Organizer Brenda Mora said she wanted to bring motivation and a great venue to the community.
“It is one of the largest events on campus and one that staff and faculty look forward to,” said Mora. “It is the first time children are involved and that’s what I was aiming for.”
SWC’s Art Collective won Best of Show with its collaborative piece, inspired by artist Glenn Ibbitson, of a woman hunched over, bruised and beaten. It represented the very harsh reality of human trafficking. Around the border of the image club members wrote, “Every year 2,450,000 people become victims of human trafficking, of whom 92% end up being used for sex. 98% of victims are women and children.”
Written by: Wendy Gracia / Asst. Campus Editor
I was interested what internet links had been followed to connect my work to this intriguing project; serving it as visual references. I was impressed too, that attributions and credits had been appended to the article in a professional manner.

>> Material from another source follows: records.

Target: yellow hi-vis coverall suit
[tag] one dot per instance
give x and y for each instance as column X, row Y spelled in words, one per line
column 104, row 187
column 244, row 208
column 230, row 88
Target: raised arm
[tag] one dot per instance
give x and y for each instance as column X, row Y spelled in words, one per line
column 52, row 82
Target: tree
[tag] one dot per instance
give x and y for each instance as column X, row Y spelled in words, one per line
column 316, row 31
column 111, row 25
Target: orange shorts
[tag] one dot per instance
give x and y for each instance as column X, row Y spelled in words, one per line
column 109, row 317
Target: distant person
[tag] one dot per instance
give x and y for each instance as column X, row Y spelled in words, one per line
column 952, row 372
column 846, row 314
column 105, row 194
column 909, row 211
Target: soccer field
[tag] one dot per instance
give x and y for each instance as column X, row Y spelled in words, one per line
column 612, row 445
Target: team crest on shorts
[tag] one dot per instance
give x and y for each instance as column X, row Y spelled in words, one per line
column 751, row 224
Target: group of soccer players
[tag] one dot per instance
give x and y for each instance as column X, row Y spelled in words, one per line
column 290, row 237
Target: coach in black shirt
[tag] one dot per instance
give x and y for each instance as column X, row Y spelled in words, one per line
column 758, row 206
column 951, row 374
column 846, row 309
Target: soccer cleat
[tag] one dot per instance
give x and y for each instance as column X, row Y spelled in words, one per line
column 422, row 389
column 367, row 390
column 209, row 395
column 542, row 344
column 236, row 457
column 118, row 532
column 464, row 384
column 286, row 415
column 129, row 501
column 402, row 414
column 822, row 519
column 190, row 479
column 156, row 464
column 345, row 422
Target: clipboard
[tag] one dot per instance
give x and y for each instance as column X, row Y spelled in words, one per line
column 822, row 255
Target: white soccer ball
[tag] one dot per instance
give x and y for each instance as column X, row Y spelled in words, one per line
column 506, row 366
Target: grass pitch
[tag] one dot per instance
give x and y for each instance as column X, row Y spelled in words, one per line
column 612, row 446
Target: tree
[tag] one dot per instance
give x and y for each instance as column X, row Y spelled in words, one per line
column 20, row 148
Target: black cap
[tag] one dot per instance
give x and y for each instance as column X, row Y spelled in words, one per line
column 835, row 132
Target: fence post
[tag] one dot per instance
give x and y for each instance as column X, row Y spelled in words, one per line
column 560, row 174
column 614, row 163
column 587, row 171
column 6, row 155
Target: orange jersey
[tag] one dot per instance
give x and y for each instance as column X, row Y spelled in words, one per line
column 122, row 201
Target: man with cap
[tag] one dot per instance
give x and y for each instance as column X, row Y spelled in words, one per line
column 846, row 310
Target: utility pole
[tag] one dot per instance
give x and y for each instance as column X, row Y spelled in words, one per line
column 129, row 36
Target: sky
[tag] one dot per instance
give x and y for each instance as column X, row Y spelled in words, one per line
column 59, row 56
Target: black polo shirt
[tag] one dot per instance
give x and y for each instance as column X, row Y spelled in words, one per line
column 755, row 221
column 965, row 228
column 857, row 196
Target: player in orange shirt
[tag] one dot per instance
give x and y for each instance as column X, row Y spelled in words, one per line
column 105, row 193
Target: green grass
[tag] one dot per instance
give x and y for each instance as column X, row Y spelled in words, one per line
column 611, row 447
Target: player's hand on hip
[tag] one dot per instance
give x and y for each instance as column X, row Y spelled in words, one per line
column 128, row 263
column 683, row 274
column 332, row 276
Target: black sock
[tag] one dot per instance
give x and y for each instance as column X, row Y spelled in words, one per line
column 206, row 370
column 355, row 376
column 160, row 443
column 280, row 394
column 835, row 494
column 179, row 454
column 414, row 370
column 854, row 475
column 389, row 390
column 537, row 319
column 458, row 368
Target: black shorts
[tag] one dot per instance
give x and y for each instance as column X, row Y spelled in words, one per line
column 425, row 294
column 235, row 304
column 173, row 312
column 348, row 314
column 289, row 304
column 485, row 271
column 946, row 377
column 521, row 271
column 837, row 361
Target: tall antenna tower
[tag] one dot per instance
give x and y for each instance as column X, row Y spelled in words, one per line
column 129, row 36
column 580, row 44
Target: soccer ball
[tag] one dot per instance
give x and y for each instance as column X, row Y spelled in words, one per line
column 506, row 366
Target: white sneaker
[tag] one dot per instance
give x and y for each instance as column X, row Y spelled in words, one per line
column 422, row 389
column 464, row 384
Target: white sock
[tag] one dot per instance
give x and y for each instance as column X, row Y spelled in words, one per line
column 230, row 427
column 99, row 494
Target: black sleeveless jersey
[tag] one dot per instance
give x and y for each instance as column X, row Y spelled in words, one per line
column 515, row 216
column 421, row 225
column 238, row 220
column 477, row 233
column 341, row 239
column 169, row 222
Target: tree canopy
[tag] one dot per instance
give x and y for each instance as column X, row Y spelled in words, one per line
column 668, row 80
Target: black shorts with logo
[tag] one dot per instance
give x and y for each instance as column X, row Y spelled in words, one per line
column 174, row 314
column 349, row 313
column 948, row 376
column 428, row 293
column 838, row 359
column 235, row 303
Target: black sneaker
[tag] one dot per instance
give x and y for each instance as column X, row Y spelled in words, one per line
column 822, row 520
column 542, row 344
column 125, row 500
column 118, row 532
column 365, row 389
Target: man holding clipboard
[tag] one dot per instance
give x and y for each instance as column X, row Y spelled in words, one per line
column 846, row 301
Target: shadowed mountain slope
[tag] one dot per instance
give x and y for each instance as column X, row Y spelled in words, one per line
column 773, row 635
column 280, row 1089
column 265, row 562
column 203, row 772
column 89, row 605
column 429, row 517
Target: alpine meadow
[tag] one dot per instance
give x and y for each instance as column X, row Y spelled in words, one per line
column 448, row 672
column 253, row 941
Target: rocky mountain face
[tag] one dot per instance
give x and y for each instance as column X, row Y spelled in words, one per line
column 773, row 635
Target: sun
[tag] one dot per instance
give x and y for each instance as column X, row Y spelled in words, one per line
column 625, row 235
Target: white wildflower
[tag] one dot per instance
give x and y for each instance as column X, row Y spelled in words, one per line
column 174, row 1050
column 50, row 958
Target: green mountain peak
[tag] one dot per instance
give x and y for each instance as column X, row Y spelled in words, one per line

Contact links are almost immediate across continents as exemplified by the following correspondence.
May 5, 2014
My attention was directed to an online article http://www.theswcsun.com/chalking-up-a-winner/ which described that “SWC’s Art Collective won Best of Show with its collaborative piece, inspired by artist Glenn Ibbitson, of a woman hunched over, bruised and beaten. It represented the very harsh reality of human trafficking.” I would be very interested in seeing the work described and hear how the collective decided on their adaptation. As an artist I am always interested in developing creative interaction and feedback.
Kind regards, Glenn
9th May 2014
I will forward you to the the author of the article so that she can get you in contact with the Art Collective.
Later that day
I’ve copied the e-mails of the President, Paola Catano, of the Art Collective on campus here at Southwestern College as well as their advisor, Nikko Mueller.
They should be able to provide photographs of the piece that you inspired, not only in-progress, but completed, as well as their input on their creative process throughout.
Thank you for your interest,
May 17th 2014
A letter and photographs forwarded from Paola Catano
We are very excited to have you contact us. It was an extreme pleasure to have appropriated your artwork to such an important month and issue.
In the image we’ve selected to paint this year, we want to remind our community that there are still many battles to fight for, and it is in our hands to raise our voice and defend what we believe. Sex trafficking is an issue that affects directly the women of our society especially here in San Diego where cases have more than triplicated in the last couple of years. Our image is subtle, and also discrete, however we changed a few prominent things from your painting, the content is a strong reminder that seeks to encourage the women of our society to keep fighting for our rights. we, of the Art Collective, would like to thank you for creating a piece with such impact, to influence us and the college community. We had such a pleasure working with your piece and your ability to capture the beauty of the form, even if it was for such a sad topic. We hope that you appreciate our appropriation of your work, and enjoy the final outcome of our efforts. Attached are some photos of our progression of the chalk piece over a course of two days with eight artists working.
Thank you very much,
thank you so much for your correspondence and images. I was most gratified by your decision to work with my Consignment images and am most impressed by what the group achieved. Many congratulations in successfully making art which conveys an important social message. Wishing everyone involved great success in future ventures.